The vulnerability (seen in action in this video), originally discovered by researchers at PureSec, was found in Apache OpenWhisk, the open-source serverless platform that IBM uses to run cloud functions. IBM has patched the issue, but other implementations at other vendors could also be flawed.
Serverless computing is a cloud-computing execution model in which cloud providers dynamically allocate machine resources; the name comes from the fact that the actual server management and capacity-planning decisions are completely hidden from the developer or operator.
Apache OpenWhisk executes these functions in response to events with rapid auto-scaling. It provides a programming model to create functions as cloud-native event handlers, and executes the functions automatically, inside runtime containers, as the events occur.
The PureSec threat research team demonstrated how, if the serverless function is itself insecure and could be hijacked by an attacker to remotely execute injected code, the attacker may overwrite the source code of a vulnerable function which is being executed in a runtime container.
An attacker first needs to be able to force a function to launch an HTTP request to the localhost of the container over port 8080 to be successful – which can be achieved in a multitude of ways. According to a whitepaper released Tuesday on the weakness, these include: exploiting a remote-code execution vulnerability in the action’s logic; exploiting a server-side Node.JS cross-site scripting flaw; exploiting unsafe use of eval() in different relevant runtime languages; or exploiting an SSRF vulnerability in the action’s logic.
From there, it’s possible to influence subsequent executions of the same function in the same container.

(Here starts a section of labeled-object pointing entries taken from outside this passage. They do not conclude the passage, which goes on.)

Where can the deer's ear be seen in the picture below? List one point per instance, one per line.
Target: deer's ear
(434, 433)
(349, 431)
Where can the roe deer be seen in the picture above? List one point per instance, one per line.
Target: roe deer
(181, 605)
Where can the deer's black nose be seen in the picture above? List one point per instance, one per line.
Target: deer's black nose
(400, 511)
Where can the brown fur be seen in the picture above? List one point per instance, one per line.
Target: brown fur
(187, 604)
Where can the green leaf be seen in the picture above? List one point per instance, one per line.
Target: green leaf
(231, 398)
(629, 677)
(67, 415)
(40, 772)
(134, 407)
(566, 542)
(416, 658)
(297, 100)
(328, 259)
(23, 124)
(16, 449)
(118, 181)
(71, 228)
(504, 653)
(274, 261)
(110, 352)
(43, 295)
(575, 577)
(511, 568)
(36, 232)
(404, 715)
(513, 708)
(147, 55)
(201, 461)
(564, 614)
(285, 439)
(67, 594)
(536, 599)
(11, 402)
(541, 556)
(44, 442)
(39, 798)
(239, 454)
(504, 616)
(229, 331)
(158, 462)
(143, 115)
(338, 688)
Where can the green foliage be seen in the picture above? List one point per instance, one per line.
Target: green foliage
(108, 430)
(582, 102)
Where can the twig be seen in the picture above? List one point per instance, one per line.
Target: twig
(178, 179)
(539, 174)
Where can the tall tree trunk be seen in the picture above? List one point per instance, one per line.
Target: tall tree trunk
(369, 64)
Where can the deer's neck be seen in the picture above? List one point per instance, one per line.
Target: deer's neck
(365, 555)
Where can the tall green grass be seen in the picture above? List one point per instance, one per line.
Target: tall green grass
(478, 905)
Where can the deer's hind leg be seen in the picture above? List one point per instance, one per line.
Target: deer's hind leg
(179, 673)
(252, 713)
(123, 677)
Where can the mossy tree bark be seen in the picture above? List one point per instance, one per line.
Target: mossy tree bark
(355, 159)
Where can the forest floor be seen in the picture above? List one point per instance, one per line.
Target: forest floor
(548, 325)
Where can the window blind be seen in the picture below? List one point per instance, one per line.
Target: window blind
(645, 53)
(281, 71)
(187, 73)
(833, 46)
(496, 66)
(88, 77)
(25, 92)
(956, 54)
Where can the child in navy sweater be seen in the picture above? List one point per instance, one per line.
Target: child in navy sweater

“Usually, a serverless function pops into existence, runs the code it needs to run, and then vanishes forever,” a PureSec spokesperson told Threatpost. “It does this inside a ‘container’ like (in this case) Docker, though as a user of serverless you don’t see the container or all the techie infrastructure stuff.”
PureSec added, “sometimes, the system will keep the container around for a few seconds if it’s going to run the same function again, for speed and convenience. In this case, the serverless function is the hacked function running the hacker’s code, and it keeps the container alive so that the hacked code can keep doing its thing.”